Knick fans would have been pissin' themselves over a chance to get D'Antoni last year. Now, all they can do is criticize Walsh and D'Antoni even though there hasn't even been any moves made. I have an idea.....How about we wait until he actually does something that backfires before we string 'em up?

BTW, Collins hasn't shown he can hit an open shot or handle the ball well enough to be an NBA player yet.

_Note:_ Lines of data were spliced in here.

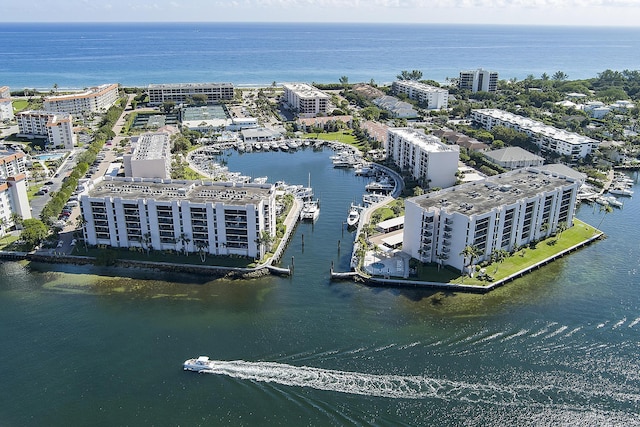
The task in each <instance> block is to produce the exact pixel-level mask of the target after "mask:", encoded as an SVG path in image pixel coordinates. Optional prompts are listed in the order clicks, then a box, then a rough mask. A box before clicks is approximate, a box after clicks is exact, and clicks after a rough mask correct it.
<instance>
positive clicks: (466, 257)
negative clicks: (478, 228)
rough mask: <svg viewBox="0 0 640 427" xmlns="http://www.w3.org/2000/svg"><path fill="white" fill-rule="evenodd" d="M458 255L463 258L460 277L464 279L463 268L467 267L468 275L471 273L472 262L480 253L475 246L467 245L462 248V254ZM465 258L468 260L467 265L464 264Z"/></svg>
mask: <svg viewBox="0 0 640 427" xmlns="http://www.w3.org/2000/svg"><path fill="white" fill-rule="evenodd" d="M460 255H461V256H462V257H464V260H463V269H462V271H461V273H462V276H463V277H464V268H465V267H469V273H471V266H472V265H473V260H474V259H476V258H478V257H479V256H480V255H481V253H480V249H478V247H477V246H471V245H467V246H465V247H464V249H463V250H462V252H460ZM467 258H469V264H467V263H466V261H467Z"/></svg>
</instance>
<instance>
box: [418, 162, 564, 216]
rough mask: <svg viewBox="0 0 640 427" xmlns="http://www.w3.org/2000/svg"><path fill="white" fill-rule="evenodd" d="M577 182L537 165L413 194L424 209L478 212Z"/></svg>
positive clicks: (509, 204)
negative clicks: (441, 187)
mask: <svg viewBox="0 0 640 427" xmlns="http://www.w3.org/2000/svg"><path fill="white" fill-rule="evenodd" d="M576 182H577V181H576V180H574V179H572V178H569V177H566V176H563V175H558V174H553V173H552V172H549V171H542V170H539V169H536V168H524V169H517V170H514V171H511V172H507V173H503V174H500V175H495V176H492V177H489V178H486V179H484V180H481V181H475V182H470V183H466V184H462V185H457V186H454V187H449V188H446V189H443V190H440V191H437V192H434V193H427V194H424V195H422V196H417V197H414V198H412V199H410V200H412V201H414V202H415V203H416V204H418V205H419V206H420V207H422V208H423V209H427V210H430V209H442V210H444V211H446V212H448V213H456V212H457V213H461V214H463V215H478V214H483V213H487V212H490V211H491V210H492V209H494V208H496V207H499V206H502V205H511V204H515V203H517V202H518V201H519V200H524V199H528V198H532V197H535V196H536V195H537V194H540V193H543V192H547V191H553V190H555V189H556V188H559V187H563V186H567V185H574V184H575V183H576Z"/></svg>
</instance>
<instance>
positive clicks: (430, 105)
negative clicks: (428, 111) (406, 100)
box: [391, 80, 449, 110]
mask: <svg viewBox="0 0 640 427" xmlns="http://www.w3.org/2000/svg"><path fill="white" fill-rule="evenodd" d="M391 91H392V92H393V93H394V94H396V95H398V94H401V93H404V94H405V95H407V96H408V97H409V99H413V100H415V101H418V102H419V103H420V104H421V105H423V106H424V107H425V108H427V109H429V110H440V109H443V108H447V107H448V105H449V91H448V90H446V89H443V88H439V87H435V86H431V85H427V84H424V83H420V82H416V81H414V80H398V81H395V82H393V84H392V85H391Z"/></svg>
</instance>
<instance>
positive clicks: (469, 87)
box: [458, 68, 498, 93]
mask: <svg viewBox="0 0 640 427" xmlns="http://www.w3.org/2000/svg"><path fill="white" fill-rule="evenodd" d="M458 87H459V88H460V89H464V90H470V91H471V92H474V93H475V92H496V91H497V90H498V73H497V72H496V71H487V70H483V69H482V68H478V69H477V70H469V71H460V79H459V80H458Z"/></svg>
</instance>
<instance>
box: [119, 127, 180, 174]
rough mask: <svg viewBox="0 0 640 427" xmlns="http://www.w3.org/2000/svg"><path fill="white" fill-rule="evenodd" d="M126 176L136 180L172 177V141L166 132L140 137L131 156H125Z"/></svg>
mask: <svg viewBox="0 0 640 427" xmlns="http://www.w3.org/2000/svg"><path fill="white" fill-rule="evenodd" d="M123 161H124V175H125V176H126V177H135V178H170V177H171V140H170V138H169V134H168V133H165V132H157V133H145V134H142V135H140V137H139V138H138V139H137V142H136V144H135V148H134V149H133V152H132V153H131V154H127V155H125V156H123Z"/></svg>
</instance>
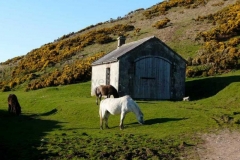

Maybe he will....but so far he hasn't.


----------



## TRUTHHURTS (Mar 1, 2003)

What were Marion,Amare,and,Nash before they played in D'antoni system ? This post seems a bit on the bitter side of you ask me .Only one of those player was a all star but non were even considered a mvp candidate.


----------



## thatsnotgross (Dec 4, 2006)

Gotham2krazy said:


> D'Antoni isn't going to last long. I'm going to be really pissed if D'Antoni isn't going to play the young guys, I have a feeling Mardy isn't going to be getting playing time =( Regardless, I thought that was a really bad move on Walsh's part to bring in D'Antoni, unless if Walsh has some diabolical plan in the workings, I really don't like him at all so far.


Just stop this. Mardy Collins is not a starting PG for any NBA team. He is probably a marginal rotation player. Perhaps as high as a good backup PG. Some Knick boards have fetishes with crappy PGs, even before message boards starter. Monty Williams and Frank Williams comes to mind.


----------



## thatsnotgross (Dec 4, 2006)

The players that I can see thriving with the Knicks due to D'antoni system...

Stephon Marbury (unless he signs with us for 3 years 3 million, I want to see him gone)
Nate Robinson
Jamal Crawford
Wilson Chandler


----------



## Gotham2krazy (Nov 22, 2005)

thatsnotgross said:


> Just stop this. Mardy Collins is not a starting PG for any NBA team. He is probably a marginal rotation player. Perhaps as high as a good backup PG. Some Knick boards have fetishes with crappy PGs, even before message boards starter. Monty Williams and Frank Williams comes to mind.


Frank Williams couldn't run a suicide without wheezing. Collins > Williams


----------